Erasing Undesirable Concepts in Diffusion Models with Adversarial Preservation
(Shameless plug ) Our other papers on Concept Erasing/Unlearning:
Fantastic Targets for Concept Erasure in Diffusion Models and Where to Find Them,
Tuan-Anh Bui, Trang Vu, Long Vuong, Trung Le, Paul Montague, Tamas Abraham, Dinh Phung
ICLR 2025 (Dropbox)
Erasing Undesirable Concepts in Diffusion Models with Adversarial Preservation,
Tuan-Anh Bui, Long Vuong, Khanh Doan, Trung Le, Paul Montague, Tamas Abraham, Dinh Phung
NeurIPS 2024 (arXiv 2410.15618)
Removing Undesirable Concepts in Text-to-Image Generative Models with Learnable Prompts,
Tuan-Anh Bui, Khanh Doan, Trung Le, Paul Montague, Tamas Abraham, Dinh Phung
Preprint (arXiv 2403.12326)
Abstract
Diffusion models excel at generating visually striking content from text but can inadvertently produce undesirable or harmful content when trained on unfiltered internet data. A practical solution is to selectively removing target concepts from the model, but this may impact the remaining concepts. Prior approaches have tried to balance this by introducing a loss term to preserve neutral content or a regularization term to minimize changes in the model parameters, yet resolving this trade-off remains challenging. In this work, we propose to identify and preserving concepts most affected by parameter changes, termed as adversarial concepts. This approach ensures stable erasure with minimal impact on the other concepts. We demonstrate the effectiveness of our method using the Stable Diffusion model, showing that it outperforms state-of-the-art erasure methods in eliminating unwanted content while maintaining the integrity of other unrelated elements.

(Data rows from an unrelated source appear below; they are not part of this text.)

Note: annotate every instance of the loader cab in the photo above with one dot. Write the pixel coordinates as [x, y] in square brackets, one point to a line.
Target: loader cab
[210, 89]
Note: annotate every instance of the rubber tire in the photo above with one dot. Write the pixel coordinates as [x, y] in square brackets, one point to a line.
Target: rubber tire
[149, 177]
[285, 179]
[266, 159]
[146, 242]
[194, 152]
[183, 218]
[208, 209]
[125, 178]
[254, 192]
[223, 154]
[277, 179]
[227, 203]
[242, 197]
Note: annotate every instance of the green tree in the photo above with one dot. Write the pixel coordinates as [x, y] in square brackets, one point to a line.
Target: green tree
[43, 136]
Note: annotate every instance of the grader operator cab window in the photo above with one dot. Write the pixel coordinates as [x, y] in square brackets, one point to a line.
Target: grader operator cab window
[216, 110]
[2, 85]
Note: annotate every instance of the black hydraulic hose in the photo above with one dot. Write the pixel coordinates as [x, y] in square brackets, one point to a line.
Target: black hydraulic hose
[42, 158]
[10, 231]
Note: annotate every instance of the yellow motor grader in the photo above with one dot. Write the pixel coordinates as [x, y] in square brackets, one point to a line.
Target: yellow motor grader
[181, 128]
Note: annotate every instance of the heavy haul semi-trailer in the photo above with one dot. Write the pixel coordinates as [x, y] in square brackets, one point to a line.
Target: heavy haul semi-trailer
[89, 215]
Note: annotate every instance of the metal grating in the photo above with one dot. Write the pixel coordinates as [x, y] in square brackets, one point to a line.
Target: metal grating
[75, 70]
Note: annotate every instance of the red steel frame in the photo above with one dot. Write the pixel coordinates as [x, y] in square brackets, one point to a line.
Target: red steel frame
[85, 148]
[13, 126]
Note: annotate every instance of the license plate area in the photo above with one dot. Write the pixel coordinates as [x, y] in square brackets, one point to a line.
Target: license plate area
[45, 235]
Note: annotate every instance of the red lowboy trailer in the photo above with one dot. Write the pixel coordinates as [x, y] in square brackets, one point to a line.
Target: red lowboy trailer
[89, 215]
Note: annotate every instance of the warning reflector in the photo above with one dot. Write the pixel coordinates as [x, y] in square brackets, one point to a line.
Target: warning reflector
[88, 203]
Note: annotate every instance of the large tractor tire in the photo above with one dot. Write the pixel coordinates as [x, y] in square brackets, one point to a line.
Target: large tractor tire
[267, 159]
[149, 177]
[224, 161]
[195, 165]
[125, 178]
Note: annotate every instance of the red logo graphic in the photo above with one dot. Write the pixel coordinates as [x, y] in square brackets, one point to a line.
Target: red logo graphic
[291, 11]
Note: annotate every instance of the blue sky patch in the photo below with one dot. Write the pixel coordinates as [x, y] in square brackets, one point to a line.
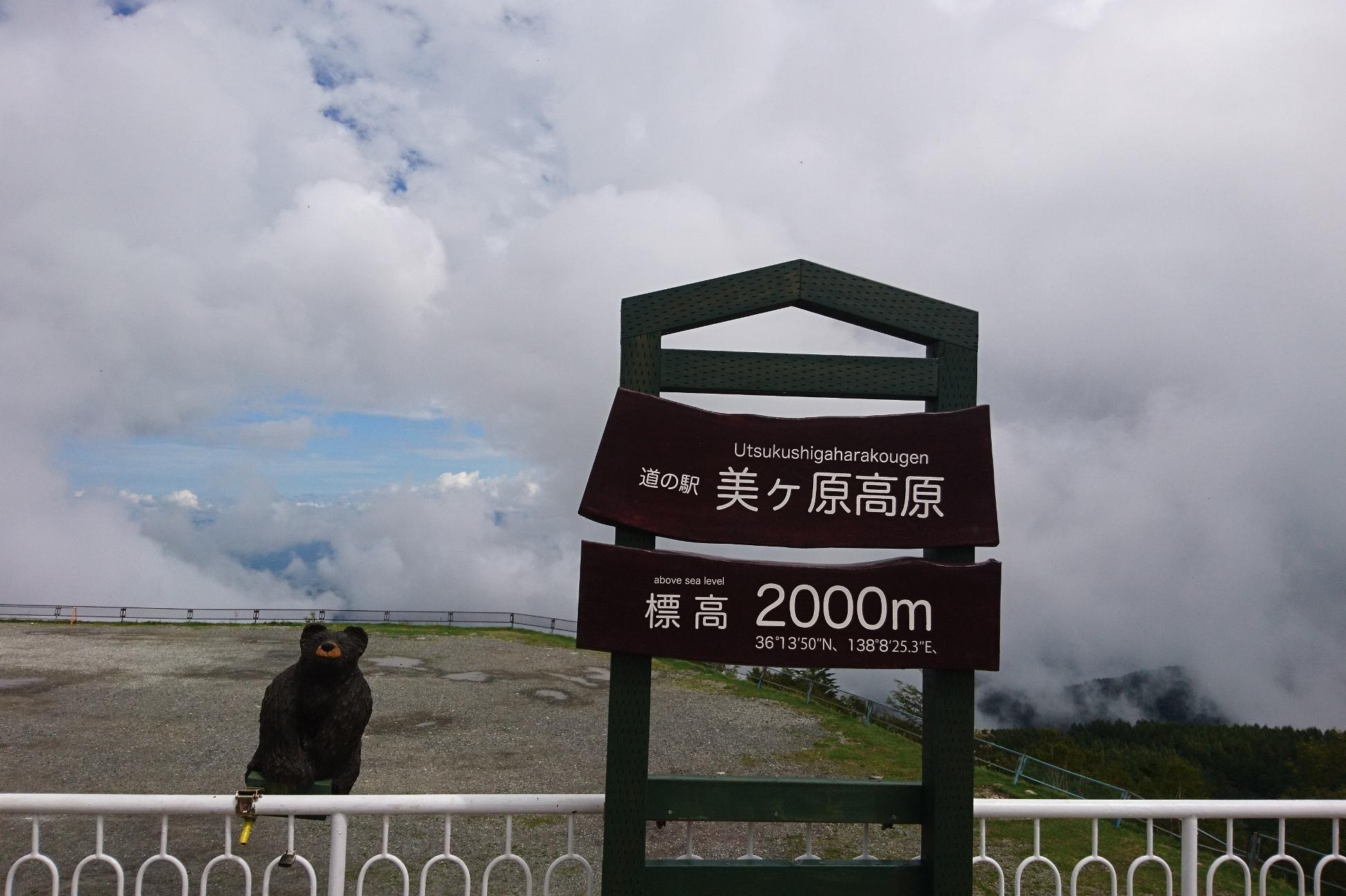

Key Observations and Motivations
(1) Erasing different target concepts from text-to-image diffusion models leads to varying impacts on the remaining concepts. For instance, removing ‘nudity’ significantly affects related concepts like ‘women’ and ‘men’ but has minimal impact on unrelated concepts like ‘garbage truck.’ (2) Neutral concepts lie in the middle of the sensitivity spectrum, suggesting that they do not adequately represent the model’s capability to be preserved. (3) Furthermore, the choice of concept to be preserved during erasure significantly impacts the model’s generative capability; relying on neutral concepts, as in previous work, is not an optimal solution. (4) This highlights the need for adaptive methods to identify and preserve the most sensitive concepts related to the target concept being erased, rather than relying on fixed neutral/generic concepts.
Naive Concept Erasure
There are two main tasks in concept erasure: (1) removing unwanted concepts and (2) preserving the remaining concepts so that the model’s generative capability is not impaired. The first task can be achieved by simply mapping the unwanted concept to a neutral concept such as “a photo” or empty string, which can be formulated as the following optimization problem:
\[\begin{equation} \underset{\theta^{'}}{\min} \; \mathbb{E}_{c_e \in \mathbf{E}} \left[ \left\| \epsilon_{\theta^{'}}(c_e) - \epsilon_{\theta}(c_n) \right\|_2^2 \right] \end{equation}\]where \(\epsilon_{\theta}\) and \(\epsilon_{\theta^{'}}\) are the denoising diffusion models with the original foundation model \(\theta\) and the sanitized model \(\theta^{'}\), respectively. \(c_e\) and \(c_n\) are the unwanted and neutral concepts.
Therefore, most existing methods focus on the second task, either by introducing a loss term to preserve neutral content [1,2]
\[\begin{equation} L = \left\| \epsilon_{\theta^{'}}(c_n) - \epsilon_{\theta}(c_n) \right\|_2^2 \end{equation}\]or a regularization term to minimize changes in the model parameters [3,4] \(\begin{equation} L = \left\| \theta^{'} - \theta \right\|_2^2 \end{equation}\).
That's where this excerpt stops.